Dennis Moore [youtube.com]

Re:

[Stormwatch]

"It is said that he [Robin Hood] fought against the looting rulers and returned the loot to those who had been robbed, but that is not the meaning of the legend which has survived. He is remembered, not as a champion of property, but as a champion of need, not as a defender of the robbed, but as a provider of the poor. He is held to be the first man who assumed a halo of virtue by practicing charity with wealth which he did not own, by giving away goods which he had not produced, by making others pay for th

I must mention my favourite charity

[Timesprout]

The Cocaine and Hooker Party for Timesprout Foundation.

Please give what you can.

Re:

[ResidntGeek]

Sorry, I've already pledged to the Palm Beach Golf and Tennis Resort.

Sneakers

[Anonymous Coward]

"In a surprise announcement, the Republican National Committee has revealed it is bankrupt. A spokesman for the party said they had plenty of money in their accounts last week, but today they just don't know where the money has gone. But not everybody is going begging. Amnesty International, Greenpeace and the United Negro College Fund announced record earnings this week, due mostly to large, anonymous donations."

Re:

[xtracto]

Aaaa great movie [wikipedia.org] that one! I think it is one of the few movies which portrait in a credible manner what hacking was all about in those times... of course with a hollywood cut... I used to watch that movie in open TV and 10 years after I didnt remember the name and could locate it after asking in usenet for a movie where there was a deaf guy who recognized a place after simulating the sounds =o)... pretty clever argument!

Why reverse charges

[ghoul]

Why reverse the charges? The credit card companies make enough from usurious interest rates to absorb the small payments to charity

Re:

[Colin Smith]

The credit card companies make enough from usurious interest rates to absorb the small payments to charity

WTF? They're bankers.

 

Re:

[TubeSteak]

I'm not sure if this was your point, but under Federal law, banks are exempt from the usury limit... which means they can charge whatever rate they like.

Re:

[ghoul]

We could just put them to work on sugarcane plantations to grow ethanol like they do in Brazil. Much more productive than debtors prison

Re:

[mulhollandj]

Because it is their money. If they choose to donate then let them. If they choose not to then don't.

Re:

[N3Z]

It has more to do with the fees that get charged to businesses by the credit card companies for outstanding fraudulent charges. If the charge is reversed before the credit card company discovers that it is fraudulent, there are no extra (punative) fees.

700 refunds

[acidrainx]

700 refunds of (probably) less than $10 each? I realize they've just had money stolen from them, but they're asking for a $10 refund from a charity? Nice.

Re:

[Anonymous Coward]

$10 makes a difference for some people who are always at their credit limits. plus, i think Red Cross refunded them because it's the principle of taking money that wasn't really given to them. they don't want to look like cheap ripoffs. it's like having somebody supply you with say, stolen candy. sure, it's seemingly cheap and you could easily eat it, but does that make it ok?

Re:

[zippthorne]

Candy stolen from.. babies perhaps?

Which brings to mind another completely off-topic question:

What the hell kind of incompetent parents are giving lollipops to infants, anyway?

Re:

[stonecypher]

FTFA, American Red Cross is refunding without being asked, as a matter of principle, and frequently to people who didn't even realize they'd been defrauded.

Re:

[Actually, I do RTFA]

Typically, you tell a credit card when the card went missing and what the first fraudulent charge was. You have to sign an affidavit to attesting to those facts under penalty of perjury. Somehow, I don't think the niceness of giving less than $10 to charity is worth a possible 20-year prision term.

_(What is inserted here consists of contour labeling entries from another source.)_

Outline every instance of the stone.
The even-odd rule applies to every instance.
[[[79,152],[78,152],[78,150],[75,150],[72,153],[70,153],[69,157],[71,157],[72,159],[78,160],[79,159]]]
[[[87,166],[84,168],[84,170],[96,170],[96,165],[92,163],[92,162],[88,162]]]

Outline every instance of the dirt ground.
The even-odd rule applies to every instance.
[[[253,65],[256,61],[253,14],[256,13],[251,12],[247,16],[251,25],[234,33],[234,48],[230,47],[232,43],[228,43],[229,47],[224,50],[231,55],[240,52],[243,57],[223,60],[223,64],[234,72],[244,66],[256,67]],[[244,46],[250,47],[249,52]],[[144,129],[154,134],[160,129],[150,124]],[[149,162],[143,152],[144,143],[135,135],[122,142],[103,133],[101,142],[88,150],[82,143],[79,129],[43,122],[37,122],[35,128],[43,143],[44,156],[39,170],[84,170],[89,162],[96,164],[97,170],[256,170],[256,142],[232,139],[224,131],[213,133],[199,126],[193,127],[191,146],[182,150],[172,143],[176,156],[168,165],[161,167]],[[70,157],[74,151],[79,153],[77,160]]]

IANAL, just a guy whose credit card was once stolen.

Re:

[gordgekko]

Most charities I would let it slide but not with the American Red Cross, not after some of the games they've been caught playing with donations.

Re:

[Stunning Tard]

but they're asking for a $10 refund from a charity? Nice.

You're accusing the credit card companies of being cheap but they[visa,mastercard] have donated to the Red Cross [paymentsnews.com] in the past. During the tsunami disaster there was a $1 million donation as well they waived transaction fees for donations. It was a similar story for Katrina.
I won't go so far as to say these corps have morals, these donations were high profile and probably cost less than a short ad campaign. But those donations do dwarf their refund

Re:

[xouumalperxe]

Nowhere did it say that the owners of the cards had *requested* the refunds. If I were in the place of the Red Cross, I'd certainly want to give the money back, if only to make sure that my image remained immaculate.

Why refunds?

[Odiumjunkie]

> Last month alone, the Red Cross refunded 700 fraudulent credit-card transactions, Martin said.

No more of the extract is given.